— Ну?
Эрншо кивнул на окна гостиной:
— Не возражаете, если я загляну?
— Нисколько. Я не полицейский.
Шагая на цыпочках, видимо со смутной мыслью об уважении к мертвым, Эрншо приблизился к правому окну и заглянул внутрь. Загородив глаза шляпой, он изучал экспозицию. Потом повернулся, сложив губы в приличную возмущенную гримасу и хмурясь в связи с подтвердившимися подозрениями.
— Предполагаемый убийца, — рассуждал он, указывая на стену через аллею, — прятался за той стеной, чтобы точно выстрелить в цель. Кто-то включил свет в гостиной. Хорошо! Тогда вся суть вот в чем: человек с ружьем видел, кто находится в комнате…
Дик Маркем медленно поднялся на ноги.
— Это, — объяснял Эрншо, — свидетель. С одной стороны, он может сказать: «Да, сэр Харви был один. Я не знал, что он себе вводит в вену синильную кислоту, и поэтому пустил в него пулю». А теперь с другой стороны: «Нет, сэр Харви был не один, с ним был еще кто-то». В любом случае это решило бы дело. Согласны?

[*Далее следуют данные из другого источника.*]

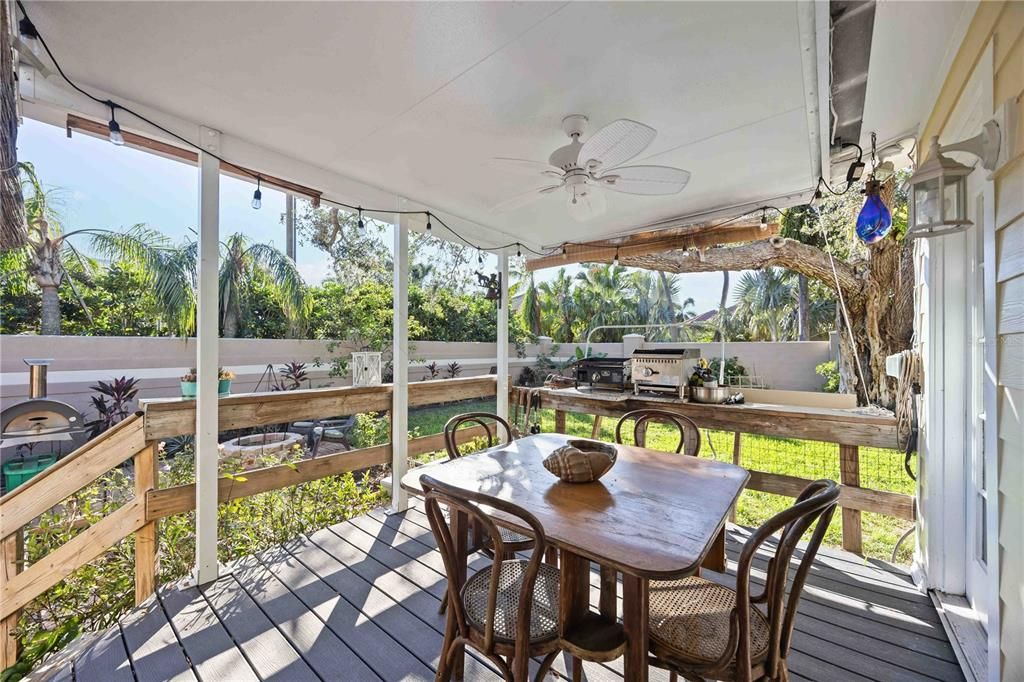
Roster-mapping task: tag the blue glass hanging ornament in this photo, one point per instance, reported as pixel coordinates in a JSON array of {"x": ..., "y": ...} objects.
[{"x": 875, "y": 220}]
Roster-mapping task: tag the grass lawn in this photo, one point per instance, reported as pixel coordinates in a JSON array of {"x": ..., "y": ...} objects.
[{"x": 880, "y": 469}]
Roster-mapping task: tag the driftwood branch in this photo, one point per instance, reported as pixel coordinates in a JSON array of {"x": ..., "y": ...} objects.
[{"x": 775, "y": 252}]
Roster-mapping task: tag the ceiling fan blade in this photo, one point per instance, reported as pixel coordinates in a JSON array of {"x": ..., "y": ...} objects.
[
  {"x": 524, "y": 167},
  {"x": 648, "y": 180},
  {"x": 588, "y": 205},
  {"x": 523, "y": 199},
  {"x": 615, "y": 143}
]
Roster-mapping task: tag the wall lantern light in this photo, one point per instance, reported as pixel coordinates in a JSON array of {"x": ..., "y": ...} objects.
[{"x": 938, "y": 187}]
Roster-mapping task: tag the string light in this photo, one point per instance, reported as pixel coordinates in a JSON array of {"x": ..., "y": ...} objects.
[
  {"x": 258, "y": 196},
  {"x": 115, "y": 128}
]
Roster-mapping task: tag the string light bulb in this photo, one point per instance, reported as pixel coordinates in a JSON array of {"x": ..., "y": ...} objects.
[
  {"x": 115, "y": 129},
  {"x": 258, "y": 196}
]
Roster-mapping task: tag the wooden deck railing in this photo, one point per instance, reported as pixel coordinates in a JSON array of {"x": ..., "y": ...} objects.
[{"x": 137, "y": 437}]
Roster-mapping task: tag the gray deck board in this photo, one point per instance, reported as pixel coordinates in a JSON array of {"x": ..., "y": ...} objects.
[
  {"x": 105, "y": 659},
  {"x": 153, "y": 646},
  {"x": 358, "y": 601},
  {"x": 268, "y": 651},
  {"x": 894, "y": 655},
  {"x": 204, "y": 639}
]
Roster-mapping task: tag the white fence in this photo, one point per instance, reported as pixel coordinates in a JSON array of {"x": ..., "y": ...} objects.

Иногда встречаются столь очевидные вещи, что их не сразу видишь. Дик кивнул, разозлившись, что сам об этом не подумал.
Эрншо теперь проявил прирожденную осторожность.

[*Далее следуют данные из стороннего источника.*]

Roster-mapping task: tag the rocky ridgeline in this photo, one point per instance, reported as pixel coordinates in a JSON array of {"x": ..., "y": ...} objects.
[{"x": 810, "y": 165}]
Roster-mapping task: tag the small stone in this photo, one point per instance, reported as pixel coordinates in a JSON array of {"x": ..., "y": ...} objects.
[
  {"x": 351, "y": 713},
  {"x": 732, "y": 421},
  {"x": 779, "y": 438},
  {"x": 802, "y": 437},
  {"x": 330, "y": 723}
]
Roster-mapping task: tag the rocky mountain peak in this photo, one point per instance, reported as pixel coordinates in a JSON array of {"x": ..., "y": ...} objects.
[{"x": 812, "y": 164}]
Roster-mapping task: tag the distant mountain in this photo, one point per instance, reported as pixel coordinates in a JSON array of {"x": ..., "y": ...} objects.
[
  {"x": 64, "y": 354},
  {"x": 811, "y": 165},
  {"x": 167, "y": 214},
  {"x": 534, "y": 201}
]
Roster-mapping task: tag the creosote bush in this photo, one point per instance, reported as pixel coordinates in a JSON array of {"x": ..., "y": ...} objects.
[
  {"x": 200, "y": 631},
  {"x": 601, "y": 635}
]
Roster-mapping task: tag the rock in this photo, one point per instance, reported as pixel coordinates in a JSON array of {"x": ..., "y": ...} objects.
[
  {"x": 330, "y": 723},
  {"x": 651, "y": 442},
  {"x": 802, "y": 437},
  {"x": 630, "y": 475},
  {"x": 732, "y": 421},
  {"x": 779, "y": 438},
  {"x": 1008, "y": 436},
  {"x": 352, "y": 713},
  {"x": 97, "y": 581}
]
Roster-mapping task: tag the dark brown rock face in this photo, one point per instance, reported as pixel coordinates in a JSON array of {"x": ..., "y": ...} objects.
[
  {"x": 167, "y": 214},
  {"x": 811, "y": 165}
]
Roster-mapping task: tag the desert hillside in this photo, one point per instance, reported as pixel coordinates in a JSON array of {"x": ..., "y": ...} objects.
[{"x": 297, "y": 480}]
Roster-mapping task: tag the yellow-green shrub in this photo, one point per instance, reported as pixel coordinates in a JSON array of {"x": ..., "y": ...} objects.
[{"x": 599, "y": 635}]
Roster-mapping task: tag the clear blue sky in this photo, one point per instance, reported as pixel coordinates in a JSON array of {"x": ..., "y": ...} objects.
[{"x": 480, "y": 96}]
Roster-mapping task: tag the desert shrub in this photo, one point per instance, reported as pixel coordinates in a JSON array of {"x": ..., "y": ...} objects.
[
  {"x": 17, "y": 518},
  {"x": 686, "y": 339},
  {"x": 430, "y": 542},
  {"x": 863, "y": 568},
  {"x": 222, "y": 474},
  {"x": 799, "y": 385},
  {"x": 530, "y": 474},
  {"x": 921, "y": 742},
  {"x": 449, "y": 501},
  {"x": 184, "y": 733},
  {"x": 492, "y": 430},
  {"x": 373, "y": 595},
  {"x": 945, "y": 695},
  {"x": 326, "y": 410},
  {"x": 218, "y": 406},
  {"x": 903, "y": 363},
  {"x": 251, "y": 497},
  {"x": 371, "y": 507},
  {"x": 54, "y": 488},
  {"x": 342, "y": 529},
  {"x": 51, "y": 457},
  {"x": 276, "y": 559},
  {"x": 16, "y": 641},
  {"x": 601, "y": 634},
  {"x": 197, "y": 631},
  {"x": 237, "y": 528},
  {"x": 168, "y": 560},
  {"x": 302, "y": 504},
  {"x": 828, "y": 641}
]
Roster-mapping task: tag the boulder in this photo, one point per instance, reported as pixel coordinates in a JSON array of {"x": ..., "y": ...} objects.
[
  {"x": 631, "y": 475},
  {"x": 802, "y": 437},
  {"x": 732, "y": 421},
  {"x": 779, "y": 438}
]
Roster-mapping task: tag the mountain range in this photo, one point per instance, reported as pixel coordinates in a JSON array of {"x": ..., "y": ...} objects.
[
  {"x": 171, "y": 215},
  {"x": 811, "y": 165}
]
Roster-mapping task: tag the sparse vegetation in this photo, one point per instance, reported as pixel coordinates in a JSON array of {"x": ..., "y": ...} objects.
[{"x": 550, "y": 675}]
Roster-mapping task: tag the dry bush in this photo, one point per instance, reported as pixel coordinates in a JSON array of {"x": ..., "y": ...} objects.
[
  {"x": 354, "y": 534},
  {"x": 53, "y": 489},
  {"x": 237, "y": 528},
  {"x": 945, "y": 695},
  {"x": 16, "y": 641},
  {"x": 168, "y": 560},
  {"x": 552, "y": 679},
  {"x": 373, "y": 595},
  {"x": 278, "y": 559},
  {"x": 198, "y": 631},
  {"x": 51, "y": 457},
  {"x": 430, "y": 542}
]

— Не думайте, будто я что-нибудь утверждаю, — неловко рассмеялся он. — Вообще детективом быть не собираюсь, большое спасибо, да и не гожусь для этого. Говорю только, что сделал бы на месте того детектива, который, но словам Миллера, едет из Лондона. Попросил бы явиться этого свидетеля…
— А если он не пожелает явиться? Его ведь обвинят в покушении на убийство.
— Разве не может полиция дать обещание не возбуждать дело?
— Отказавшись в награду от судебного преследования? Эрншо надел шляпу а-ля Энтони Иден, приладив ее не на щегольской, залихватский манер, а как-то по-кавалерски, слегка набекрень. И отряхнул руки от пыли.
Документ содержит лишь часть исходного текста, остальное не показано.